Jane’s post documents this sequence of events without any possibility for doubt. The debate that took place over limits on executive compensation for bailout-receiving companies only occurred six weeks ago, and it is all documented in the public press. Dodd was the one fighting against the White House in order to apply the prohibition to all bonus payments, i.e., to make the compensation limits retroactive as well as prospective. As but one crystal-clear example that proves this, here is a February 14 article from the Wall St. Journal on the debate over executive compensation limits:
The most stringent pay restriction bars any company receiving funds from paying top earners bonuses equal to more than one-third of their total annual compensation.

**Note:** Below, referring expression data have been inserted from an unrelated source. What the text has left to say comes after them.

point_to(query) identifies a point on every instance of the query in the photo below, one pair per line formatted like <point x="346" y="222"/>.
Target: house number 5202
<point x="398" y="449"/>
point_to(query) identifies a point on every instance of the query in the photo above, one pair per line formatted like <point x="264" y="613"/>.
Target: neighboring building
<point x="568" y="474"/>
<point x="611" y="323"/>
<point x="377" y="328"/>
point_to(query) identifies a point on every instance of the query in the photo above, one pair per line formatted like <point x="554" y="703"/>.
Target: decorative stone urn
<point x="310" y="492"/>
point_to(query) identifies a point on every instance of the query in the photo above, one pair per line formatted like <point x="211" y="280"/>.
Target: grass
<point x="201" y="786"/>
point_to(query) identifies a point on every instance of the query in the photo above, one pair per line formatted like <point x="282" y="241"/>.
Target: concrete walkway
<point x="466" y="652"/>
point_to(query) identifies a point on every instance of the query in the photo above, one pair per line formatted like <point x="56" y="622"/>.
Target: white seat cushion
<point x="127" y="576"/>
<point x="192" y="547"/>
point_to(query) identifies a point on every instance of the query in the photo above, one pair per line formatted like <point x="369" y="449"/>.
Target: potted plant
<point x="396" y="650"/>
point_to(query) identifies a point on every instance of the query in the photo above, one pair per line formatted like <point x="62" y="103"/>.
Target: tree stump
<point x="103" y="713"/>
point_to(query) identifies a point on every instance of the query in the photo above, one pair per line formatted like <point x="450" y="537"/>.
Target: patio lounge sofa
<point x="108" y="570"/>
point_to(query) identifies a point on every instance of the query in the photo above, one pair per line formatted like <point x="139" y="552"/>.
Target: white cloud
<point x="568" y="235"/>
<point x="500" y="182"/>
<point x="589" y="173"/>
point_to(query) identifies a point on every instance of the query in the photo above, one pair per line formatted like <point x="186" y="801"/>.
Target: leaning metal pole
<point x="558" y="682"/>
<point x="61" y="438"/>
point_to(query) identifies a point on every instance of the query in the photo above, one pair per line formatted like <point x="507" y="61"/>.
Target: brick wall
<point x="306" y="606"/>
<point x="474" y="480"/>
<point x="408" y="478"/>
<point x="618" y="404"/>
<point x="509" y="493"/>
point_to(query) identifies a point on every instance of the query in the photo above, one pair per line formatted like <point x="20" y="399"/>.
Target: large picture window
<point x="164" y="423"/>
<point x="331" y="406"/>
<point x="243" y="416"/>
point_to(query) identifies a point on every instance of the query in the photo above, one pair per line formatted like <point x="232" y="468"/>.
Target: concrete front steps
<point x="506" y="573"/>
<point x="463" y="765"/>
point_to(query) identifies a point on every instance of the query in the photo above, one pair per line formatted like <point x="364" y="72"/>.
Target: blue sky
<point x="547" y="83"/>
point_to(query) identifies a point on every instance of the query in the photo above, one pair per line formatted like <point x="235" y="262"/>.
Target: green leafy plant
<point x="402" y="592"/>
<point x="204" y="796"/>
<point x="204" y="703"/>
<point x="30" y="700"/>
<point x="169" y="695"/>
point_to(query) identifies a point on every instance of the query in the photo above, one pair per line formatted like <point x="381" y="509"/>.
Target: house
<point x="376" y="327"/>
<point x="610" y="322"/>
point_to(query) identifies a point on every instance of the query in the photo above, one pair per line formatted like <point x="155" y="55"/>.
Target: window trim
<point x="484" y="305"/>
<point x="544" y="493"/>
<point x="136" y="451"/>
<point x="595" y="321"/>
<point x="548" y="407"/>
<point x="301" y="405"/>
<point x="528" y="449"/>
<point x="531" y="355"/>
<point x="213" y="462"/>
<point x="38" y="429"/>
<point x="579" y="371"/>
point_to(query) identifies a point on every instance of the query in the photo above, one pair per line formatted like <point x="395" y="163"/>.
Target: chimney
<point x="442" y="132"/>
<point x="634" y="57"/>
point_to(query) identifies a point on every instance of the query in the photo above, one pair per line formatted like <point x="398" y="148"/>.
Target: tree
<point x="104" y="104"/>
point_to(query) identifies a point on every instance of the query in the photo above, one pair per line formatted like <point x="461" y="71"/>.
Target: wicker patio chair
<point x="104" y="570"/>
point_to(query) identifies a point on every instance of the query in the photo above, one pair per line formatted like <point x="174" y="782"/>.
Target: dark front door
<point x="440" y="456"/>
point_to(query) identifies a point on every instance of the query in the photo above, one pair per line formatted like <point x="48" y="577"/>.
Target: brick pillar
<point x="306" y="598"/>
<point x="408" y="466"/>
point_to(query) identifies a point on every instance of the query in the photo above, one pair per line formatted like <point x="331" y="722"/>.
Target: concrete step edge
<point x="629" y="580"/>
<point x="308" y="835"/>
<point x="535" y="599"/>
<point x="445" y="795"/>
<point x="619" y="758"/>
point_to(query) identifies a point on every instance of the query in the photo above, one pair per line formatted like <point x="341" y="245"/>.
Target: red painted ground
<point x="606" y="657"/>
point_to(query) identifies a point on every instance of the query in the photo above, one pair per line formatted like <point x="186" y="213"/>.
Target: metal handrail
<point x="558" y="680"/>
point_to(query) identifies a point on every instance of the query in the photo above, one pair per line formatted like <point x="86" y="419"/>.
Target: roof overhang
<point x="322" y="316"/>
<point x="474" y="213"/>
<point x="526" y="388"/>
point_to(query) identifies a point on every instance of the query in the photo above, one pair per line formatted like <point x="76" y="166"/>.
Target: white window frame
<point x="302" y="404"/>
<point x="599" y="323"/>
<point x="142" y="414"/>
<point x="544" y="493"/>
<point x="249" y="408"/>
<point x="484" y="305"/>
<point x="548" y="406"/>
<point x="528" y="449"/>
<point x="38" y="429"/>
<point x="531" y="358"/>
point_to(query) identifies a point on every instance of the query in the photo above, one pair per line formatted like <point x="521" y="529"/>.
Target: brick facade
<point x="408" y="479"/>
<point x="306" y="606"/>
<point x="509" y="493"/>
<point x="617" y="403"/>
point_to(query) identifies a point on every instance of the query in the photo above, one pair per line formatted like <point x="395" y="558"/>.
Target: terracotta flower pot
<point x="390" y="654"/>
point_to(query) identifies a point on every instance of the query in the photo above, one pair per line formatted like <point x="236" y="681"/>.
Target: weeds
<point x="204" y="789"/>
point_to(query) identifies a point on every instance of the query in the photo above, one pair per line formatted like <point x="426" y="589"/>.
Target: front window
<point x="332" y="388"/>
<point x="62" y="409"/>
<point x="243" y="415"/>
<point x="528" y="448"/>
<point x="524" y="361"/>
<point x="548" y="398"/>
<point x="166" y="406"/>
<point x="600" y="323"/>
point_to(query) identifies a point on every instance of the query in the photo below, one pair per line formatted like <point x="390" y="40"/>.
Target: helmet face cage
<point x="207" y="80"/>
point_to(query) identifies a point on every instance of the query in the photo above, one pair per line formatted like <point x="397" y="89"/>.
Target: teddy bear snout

That could severely crimp pay packages at big banks, where top officials commonly get relatively modest salaries but often huge bonuses.
As word spread Friday about the new and retroactive limit — inserted by Democratic Sen. Christopher Dodd of Connecticut — so did consternation on Wall Street and in the Obama administration, which opposed it.
Can that be any clearer? It was Obama officials, not Dodd, who demanded that already-vested bonus payments be exempted. And it was Dodd, not Obama officials, who wanted the prohibition applied to all compensation agreements, past and future. The provision which shielded already-promised bonus payments from the executive compensation limits ended up being inserted at the insistence of Geithner.
It really shouldn’t surprise me. Throwing supporters, family members, and key constituents under the bus in order to maintain the Obama Glow was standard operating procedure during the campaign. Why stop now?
How does it feel under the bus Chris? I wonder if you’re rethinking your endorsement now?